To reduce harmonic radiation caused by fringing fields, multiple grounding vias should be deployed at the edges of any ground metal area, especially at the edge of the PCB and around supply traces, as shown in Figure 3. In a board design with more than two layers, all of the wires or traces should be placed in one of the inner layers, especially supply traces, and the entire top and bottom layers should contain as much continuous ground metallization as possible to reduce any radiation from these traces. It is also recommended to avoid placing supply traces close to the PCB edge.
[Figure 3 | Entire board layout showing transmission lines and PCB edge ground vias]

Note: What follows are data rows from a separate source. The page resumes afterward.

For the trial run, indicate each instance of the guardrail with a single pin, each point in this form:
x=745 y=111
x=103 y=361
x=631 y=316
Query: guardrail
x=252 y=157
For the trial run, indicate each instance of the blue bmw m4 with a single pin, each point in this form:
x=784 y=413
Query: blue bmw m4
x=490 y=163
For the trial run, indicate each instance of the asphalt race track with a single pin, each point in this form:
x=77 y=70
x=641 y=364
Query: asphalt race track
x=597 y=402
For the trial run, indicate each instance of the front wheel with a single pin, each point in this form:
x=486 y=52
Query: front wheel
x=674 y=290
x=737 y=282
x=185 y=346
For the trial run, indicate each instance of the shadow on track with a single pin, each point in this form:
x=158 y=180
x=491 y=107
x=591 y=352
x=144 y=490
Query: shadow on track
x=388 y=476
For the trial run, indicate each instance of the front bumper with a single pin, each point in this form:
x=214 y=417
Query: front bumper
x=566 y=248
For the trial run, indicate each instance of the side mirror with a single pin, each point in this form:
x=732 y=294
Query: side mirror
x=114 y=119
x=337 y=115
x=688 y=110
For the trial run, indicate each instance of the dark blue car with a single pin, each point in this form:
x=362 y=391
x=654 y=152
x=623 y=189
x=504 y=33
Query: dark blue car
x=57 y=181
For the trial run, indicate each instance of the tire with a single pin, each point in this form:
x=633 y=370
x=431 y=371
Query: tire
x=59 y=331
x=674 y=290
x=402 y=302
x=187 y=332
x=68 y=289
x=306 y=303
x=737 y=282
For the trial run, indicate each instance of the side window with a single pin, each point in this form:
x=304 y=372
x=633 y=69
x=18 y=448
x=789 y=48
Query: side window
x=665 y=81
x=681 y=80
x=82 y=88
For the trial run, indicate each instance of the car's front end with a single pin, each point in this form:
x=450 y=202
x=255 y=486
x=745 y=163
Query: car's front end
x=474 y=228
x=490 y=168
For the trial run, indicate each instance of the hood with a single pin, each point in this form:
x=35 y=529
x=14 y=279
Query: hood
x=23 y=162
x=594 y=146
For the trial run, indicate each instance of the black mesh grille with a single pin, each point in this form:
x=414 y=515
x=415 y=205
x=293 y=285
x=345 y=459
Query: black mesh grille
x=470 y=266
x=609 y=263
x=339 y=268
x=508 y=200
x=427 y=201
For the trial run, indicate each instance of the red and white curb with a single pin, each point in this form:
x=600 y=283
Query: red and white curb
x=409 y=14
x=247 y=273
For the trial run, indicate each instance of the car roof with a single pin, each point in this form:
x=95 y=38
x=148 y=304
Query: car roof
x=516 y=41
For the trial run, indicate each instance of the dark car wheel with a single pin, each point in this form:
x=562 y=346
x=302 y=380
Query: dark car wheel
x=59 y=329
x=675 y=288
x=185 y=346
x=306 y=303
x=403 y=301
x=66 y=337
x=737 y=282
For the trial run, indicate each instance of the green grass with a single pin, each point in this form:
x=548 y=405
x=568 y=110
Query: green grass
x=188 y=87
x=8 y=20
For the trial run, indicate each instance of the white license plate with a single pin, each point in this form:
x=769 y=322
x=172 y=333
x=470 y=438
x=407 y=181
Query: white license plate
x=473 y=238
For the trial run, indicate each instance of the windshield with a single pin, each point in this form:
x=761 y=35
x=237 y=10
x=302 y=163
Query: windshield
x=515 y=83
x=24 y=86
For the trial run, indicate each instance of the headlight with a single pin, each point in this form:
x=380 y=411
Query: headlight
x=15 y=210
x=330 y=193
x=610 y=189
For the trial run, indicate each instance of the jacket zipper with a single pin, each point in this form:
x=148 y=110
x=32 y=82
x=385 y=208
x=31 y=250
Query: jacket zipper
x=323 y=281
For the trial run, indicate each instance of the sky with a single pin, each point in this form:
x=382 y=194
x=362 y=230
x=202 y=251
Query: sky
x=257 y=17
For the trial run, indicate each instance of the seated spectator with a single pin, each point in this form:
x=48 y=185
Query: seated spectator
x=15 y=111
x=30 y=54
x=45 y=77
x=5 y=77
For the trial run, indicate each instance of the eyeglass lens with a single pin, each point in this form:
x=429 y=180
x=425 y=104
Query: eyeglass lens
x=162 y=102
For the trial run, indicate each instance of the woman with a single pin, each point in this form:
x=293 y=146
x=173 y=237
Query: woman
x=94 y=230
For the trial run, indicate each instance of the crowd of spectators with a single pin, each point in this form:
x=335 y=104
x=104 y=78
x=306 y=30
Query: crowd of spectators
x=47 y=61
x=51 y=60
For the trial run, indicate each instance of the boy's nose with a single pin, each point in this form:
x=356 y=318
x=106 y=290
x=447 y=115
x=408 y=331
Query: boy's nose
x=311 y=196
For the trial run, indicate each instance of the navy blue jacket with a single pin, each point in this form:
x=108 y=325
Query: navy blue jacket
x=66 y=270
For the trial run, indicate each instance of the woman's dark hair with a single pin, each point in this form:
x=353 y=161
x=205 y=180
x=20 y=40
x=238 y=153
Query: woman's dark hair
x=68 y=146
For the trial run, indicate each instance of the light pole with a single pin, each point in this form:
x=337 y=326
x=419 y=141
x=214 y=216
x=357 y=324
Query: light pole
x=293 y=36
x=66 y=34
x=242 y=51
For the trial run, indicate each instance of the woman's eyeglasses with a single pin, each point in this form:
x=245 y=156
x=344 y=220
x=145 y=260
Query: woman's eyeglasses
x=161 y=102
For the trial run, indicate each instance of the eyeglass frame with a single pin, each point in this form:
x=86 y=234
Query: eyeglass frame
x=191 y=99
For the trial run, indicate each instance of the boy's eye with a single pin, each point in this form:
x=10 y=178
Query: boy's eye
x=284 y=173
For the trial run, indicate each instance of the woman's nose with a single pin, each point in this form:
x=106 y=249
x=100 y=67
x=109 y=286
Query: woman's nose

We all appreciate the benefits of wireless connectivity whether it’s between our consumer-tech gadgets and our smartphones, tablets and laptops, or in the wider realms of the ever-burgeoning Internet of Things. The fulfillment of this promise depends on connecting all sorts of “things” together and to the Internet, many of which need to communicate wirelessly over reasonable distances while operating for long periods before batteries must be replaced or recharged.
Achieving the promise of the IoT also demands reliable, cost-effective connectivity solutions based on wireless SoCs that are easily integrated into end-product designs. However, RF design has never been easy, and getting the best performance out of an RF circuit layout can be challenging. Using a wireless SoC supplier’s reference design can be a good approach, but sometimes this isn’t possible. It is always important to follow good RF design practices to ensure the goals of communication range and power consumption are met without incurring issues of unwanted interference and failing to meet regulatory standard requirements.